Technical Program

Paper Detail

Paper: PS-2B.42
Session: Poster Session 2B
Location: Symphony/Overture
Session Time: Friday, September 7, 19:30 - 21:30
Presentation Time:Friday, September 7, 19:30 - 21:30
Presentation: Poster
Paper Title: Neural network vs. HMM speech recognition systems as models of human cross-linguistic phonetic perception
Manuscript:  Click here to view manuscript
Authors: Thomas Schatz, Naomi Feldman, University of Maryland & Massachusetts Institute of Technology, United States
Abstract: The way listeners perceive speech sounds is largely determined by the language(s) they were exposed to as a child. For example, native speakers of Japanese have a hard time discriminating between American English /ɹ/ and /l/, a phonetic contrast that has no equivalent in Japanese. Such effects are typically attributed to knowledge of sounds in the native language, but quantitative models of how these effects arise from linguistic knowledge are lacking.
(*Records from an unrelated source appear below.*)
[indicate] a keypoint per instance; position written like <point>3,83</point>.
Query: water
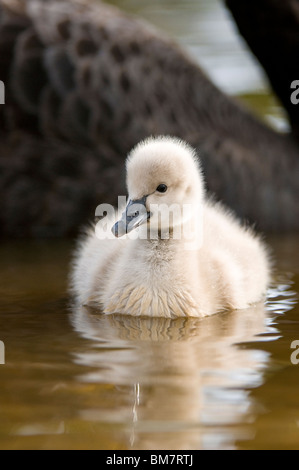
<point>75,379</point>
<point>205,29</point>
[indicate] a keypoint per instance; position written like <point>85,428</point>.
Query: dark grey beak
<point>135,215</point>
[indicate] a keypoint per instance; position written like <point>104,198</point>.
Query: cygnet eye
<point>162,188</point>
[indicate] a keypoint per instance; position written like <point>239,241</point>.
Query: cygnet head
<point>164,183</point>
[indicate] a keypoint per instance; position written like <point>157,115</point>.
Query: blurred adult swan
<point>192,262</point>
<point>85,83</point>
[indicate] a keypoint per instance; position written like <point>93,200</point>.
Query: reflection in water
<point>188,380</point>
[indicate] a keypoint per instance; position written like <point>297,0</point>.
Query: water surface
<point>76,379</point>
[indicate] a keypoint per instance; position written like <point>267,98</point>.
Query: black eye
<point>162,188</point>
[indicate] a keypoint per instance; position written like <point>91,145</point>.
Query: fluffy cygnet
<point>174,252</point>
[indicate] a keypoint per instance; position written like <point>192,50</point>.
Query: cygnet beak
<point>135,215</point>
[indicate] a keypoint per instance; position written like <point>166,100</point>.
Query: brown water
<point>74,379</point>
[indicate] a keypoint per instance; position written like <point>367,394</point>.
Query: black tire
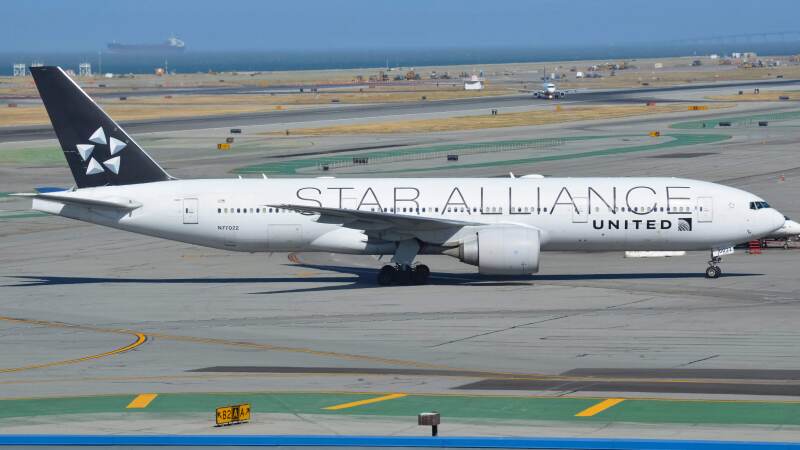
<point>403,276</point>
<point>421,274</point>
<point>386,275</point>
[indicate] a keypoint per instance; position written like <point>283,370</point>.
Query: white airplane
<point>499,225</point>
<point>548,91</point>
<point>790,229</point>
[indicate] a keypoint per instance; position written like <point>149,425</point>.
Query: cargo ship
<point>171,45</point>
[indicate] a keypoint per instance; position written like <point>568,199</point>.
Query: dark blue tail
<point>98,151</point>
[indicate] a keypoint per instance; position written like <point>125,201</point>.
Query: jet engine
<point>501,250</point>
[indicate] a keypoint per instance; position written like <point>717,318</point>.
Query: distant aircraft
<point>499,225</point>
<point>548,91</point>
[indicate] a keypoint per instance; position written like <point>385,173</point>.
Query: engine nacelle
<point>501,250</point>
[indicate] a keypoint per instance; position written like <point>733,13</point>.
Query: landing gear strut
<point>713,270</point>
<point>403,271</point>
<point>403,274</point>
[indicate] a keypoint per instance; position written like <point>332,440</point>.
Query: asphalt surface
<point>74,296</point>
<point>638,95</point>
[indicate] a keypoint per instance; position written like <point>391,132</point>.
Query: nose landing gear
<point>713,270</point>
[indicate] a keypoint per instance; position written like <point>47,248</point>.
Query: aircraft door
<point>705,209</point>
<point>190,211</point>
<point>580,214</point>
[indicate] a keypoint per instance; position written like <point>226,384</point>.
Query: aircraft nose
<point>775,220</point>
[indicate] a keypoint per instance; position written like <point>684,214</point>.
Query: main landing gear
<point>403,274</point>
<point>713,270</point>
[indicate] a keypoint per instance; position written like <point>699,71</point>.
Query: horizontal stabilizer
<point>70,198</point>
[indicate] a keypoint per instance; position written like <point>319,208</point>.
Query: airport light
<point>431,419</point>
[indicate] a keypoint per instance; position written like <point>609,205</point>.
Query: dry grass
<point>538,117</point>
<point>36,115</point>
<point>664,77</point>
<point>368,96</point>
<point>763,96</point>
<point>154,107</point>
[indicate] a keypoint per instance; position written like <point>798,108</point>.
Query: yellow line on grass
<point>600,407</point>
<point>365,402</point>
<point>141,401</point>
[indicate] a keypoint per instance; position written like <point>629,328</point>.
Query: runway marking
<point>141,401</point>
<point>600,407</point>
<point>140,339</point>
<point>365,402</point>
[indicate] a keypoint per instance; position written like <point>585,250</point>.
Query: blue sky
<point>79,25</point>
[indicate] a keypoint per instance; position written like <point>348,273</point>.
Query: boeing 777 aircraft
<point>499,225</point>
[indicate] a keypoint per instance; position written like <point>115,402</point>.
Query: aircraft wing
<point>378,221</point>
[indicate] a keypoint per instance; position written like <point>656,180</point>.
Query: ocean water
<point>198,61</point>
One possible source for such models is Automatic Speech Recognition (ASR) technology. We implement models based on two types of systems from the ASR literature—hidden Markov models (HMMs) and the more recent, and more accurate, neural network systems—and ask whether, in addition to showing better performance, the neural network systems also provide better models of human perception. We find that while both types of systems can account for Japanese natives’ difficulty with American English /ɹ/ and /l/, only the neural network system successfully accounts for Japanese natives’ facility with Japanese vowel length contrasts. Our work provides a new example, in the domain of speech perception, of an often observed correlation between task performance and similarity to human behavior.